Indicateurs et définitions hétérogènes, difficultés à se fournir en données, tentatives de greenwashing... les difficultés sont nombreuses lorsqu'il s'agit de rendre compte de l'impact réel des fonds ISR, mais des pistes et outils se détachent. 

L’une des premières difficultés liées à la question de la performance extra-financière de l’ISR tient  à la nature même de cette thématique de gestion, qui recouvre des approches et des degrés de conviction variés, et presque autant de conceptions de la notion de performance. Entre la « simple » exclusion de l’univers de référence de secteurs controversés tels que les énergies fossiles, le tabac ou l’alcool et la sélection des valeurs les plus responsables tous secteurs confondus (best-in-universe), en passant par l’investissement dans des entreprises présentes dans les secteurs d’activité liés au développement durable (fonds thématiques), les impacts recherchés paraissent ainsi difficilement comparables. Cherche-t-on à investir de façon plus éthique ? Ou s’agit-il de contribuer directement au financement d’entreprises porteuses de solutions aux enjeux de la transition environnementale ?

Ce d’autant plus que la notion même d’ « impact », désormais volontiers reprise par un grand nombre d’asset managers dans leurs stratégies de communication, reste également parfois peu lisible pour les investisseurs. Historiquement lié à l’impact-investing -qui consiste à investir dans des entreprises ou organisations qui ont pour but premier de générer un impact environnemental ou social positif- et autrefois l’apanage du private- equity, le terme désigne désormais des réalités parfois bien différentes.

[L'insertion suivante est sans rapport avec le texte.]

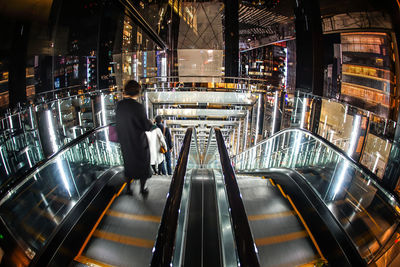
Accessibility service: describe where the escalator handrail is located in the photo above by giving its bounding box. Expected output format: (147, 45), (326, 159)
(232, 127), (400, 206)
(215, 128), (260, 267)
(0, 123), (114, 202)
(239, 168), (368, 266)
(150, 128), (193, 267)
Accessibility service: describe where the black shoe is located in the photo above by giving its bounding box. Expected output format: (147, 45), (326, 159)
(125, 187), (133, 196)
(140, 187), (149, 195)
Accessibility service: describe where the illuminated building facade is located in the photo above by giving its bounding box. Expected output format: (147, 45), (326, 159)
(340, 32), (395, 118)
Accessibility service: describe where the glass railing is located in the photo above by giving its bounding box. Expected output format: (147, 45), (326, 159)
(0, 127), (122, 259)
(282, 92), (396, 181)
(140, 76), (272, 92)
(0, 92), (120, 192)
(233, 129), (400, 263)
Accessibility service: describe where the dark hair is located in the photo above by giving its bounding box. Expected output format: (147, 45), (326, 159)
(155, 116), (161, 123)
(124, 80), (142, 96)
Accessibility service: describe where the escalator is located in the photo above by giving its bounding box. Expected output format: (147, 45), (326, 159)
(71, 176), (171, 266)
(219, 129), (400, 266)
(237, 175), (326, 266)
(0, 127), (191, 266)
(0, 127), (400, 267)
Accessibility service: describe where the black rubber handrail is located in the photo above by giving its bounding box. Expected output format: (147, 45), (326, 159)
(150, 128), (193, 267)
(239, 171), (366, 266)
(0, 124), (112, 199)
(215, 129), (260, 267)
(233, 128), (400, 205)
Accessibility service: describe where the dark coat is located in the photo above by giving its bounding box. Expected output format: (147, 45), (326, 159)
(115, 99), (153, 179)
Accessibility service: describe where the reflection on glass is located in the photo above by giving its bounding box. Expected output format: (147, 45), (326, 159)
(234, 129), (400, 262)
(0, 128), (122, 260)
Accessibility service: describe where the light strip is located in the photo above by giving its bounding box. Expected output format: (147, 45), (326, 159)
(254, 94), (261, 145)
(271, 91), (279, 135)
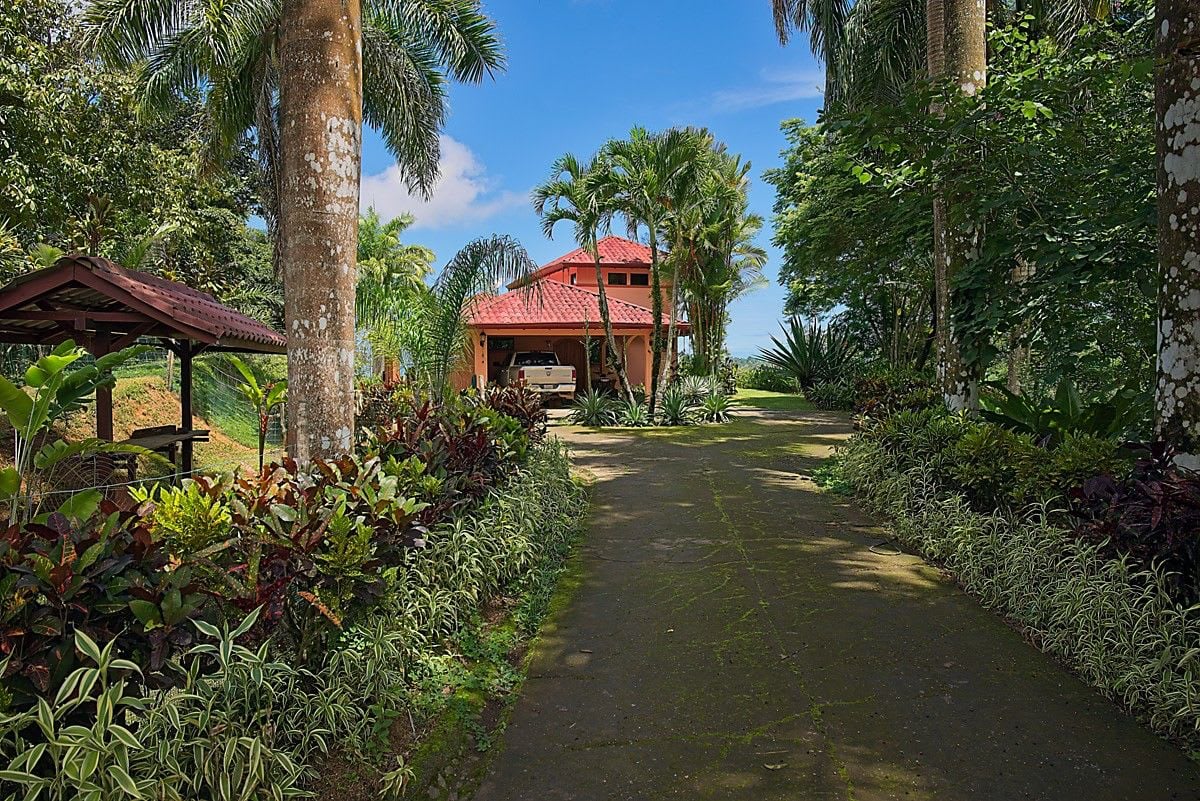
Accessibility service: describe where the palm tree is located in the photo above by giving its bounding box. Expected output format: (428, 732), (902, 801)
(533, 153), (634, 403)
(86, 0), (503, 462)
(414, 236), (538, 395)
(354, 207), (434, 383)
(926, 0), (988, 411)
(664, 140), (766, 376)
(596, 127), (698, 415)
(1154, 0), (1200, 469)
(770, 0), (851, 108)
(83, 0), (504, 247)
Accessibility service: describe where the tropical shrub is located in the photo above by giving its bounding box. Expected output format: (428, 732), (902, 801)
(0, 500), (204, 706)
(659, 386), (695, 426)
(0, 631), (156, 801)
(570, 390), (617, 427)
(804, 378), (858, 411)
(0, 339), (149, 523)
(700, 392), (733, 423)
(1073, 445), (1200, 603)
(130, 475), (233, 555)
(941, 423), (1043, 512)
(854, 368), (942, 418)
(361, 398), (518, 523)
(354, 380), (414, 441)
(839, 435), (1200, 748)
(758, 317), (858, 390)
(679, 375), (720, 405)
(228, 354), (288, 470)
(478, 386), (547, 444)
(979, 379), (1150, 444)
(617, 401), (650, 428)
(737, 362), (797, 392)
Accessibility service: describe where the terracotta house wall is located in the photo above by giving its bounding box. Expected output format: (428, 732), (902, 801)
(564, 265), (671, 308)
(450, 327), (650, 390)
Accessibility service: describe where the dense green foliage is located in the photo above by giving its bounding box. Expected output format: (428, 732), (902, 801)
(835, 412), (1200, 749)
(0, 0), (281, 321)
(0, 347), (582, 801)
(768, 4), (1156, 399)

Le manque de consensus, ainsi que les demandes propres à chaque stratégie ESG, a ouvert la voie à une véritable profusion de méthodologies et d’indicateurs, mais certains se sont cependant naturellement imposés ces dernières années dans les reportings extra-financiers. Sur le volet environnemental, il s’agit par exemple des émissions de gaz à effet de serre, de la consommation d’eau ou encore de la production de déchets, quand la création d’emplois, le taux d’absentéisme, ou la part des femmes salariées sont des critères qui reviennent régulièrement concernant le social. Du côté de la gouvernance, l’indépendance des administrateurs, la rémunération des dirigeants ou le taux de femmes dans les conseils d’administration se détachent également.

L’exercice, pourtant, en est encore à ce jour à ses débuts, et soulève de nombreuses discussions parmi les acteurs de l’ISR. D’abord au niveau de l’agrégation des données à l’échelle des portefeuilles, rendue difficile par les spécificités sectorielles ou géographiques de chaque actif, mais également par la complexité de rendre compte de l’ensemble d’une démarche de développement durable. Ensuite, la maturité voire la pertinence de certains indicateurs fait également l’objet de débats. Ainsi, même sur la très populaire empreinte carbone par exemple, des difficultés apparaissent lorsqu’il s’agit de considérer les périmètres à prendre en compte pour mesurer les émissions réelles liées à l’activité d’une entreprise. Aujourd’hui, celles-ci se limitent encore souvent aux scopes 1 et 2 (émissions directes liées à la fabrication du produit et émissions indirectes liées à la consommation d’énergie des entreprises). Or, sur un secteur tel que l’automobile, la majorité des émissions ont lieu après commercialisation du produit, soit le scope 3. Et même en intégrant ces informations, il ne s’agira finalement jamais que d’estimations, dont les résultats peuvent varier d’une méthodologie à l’autre...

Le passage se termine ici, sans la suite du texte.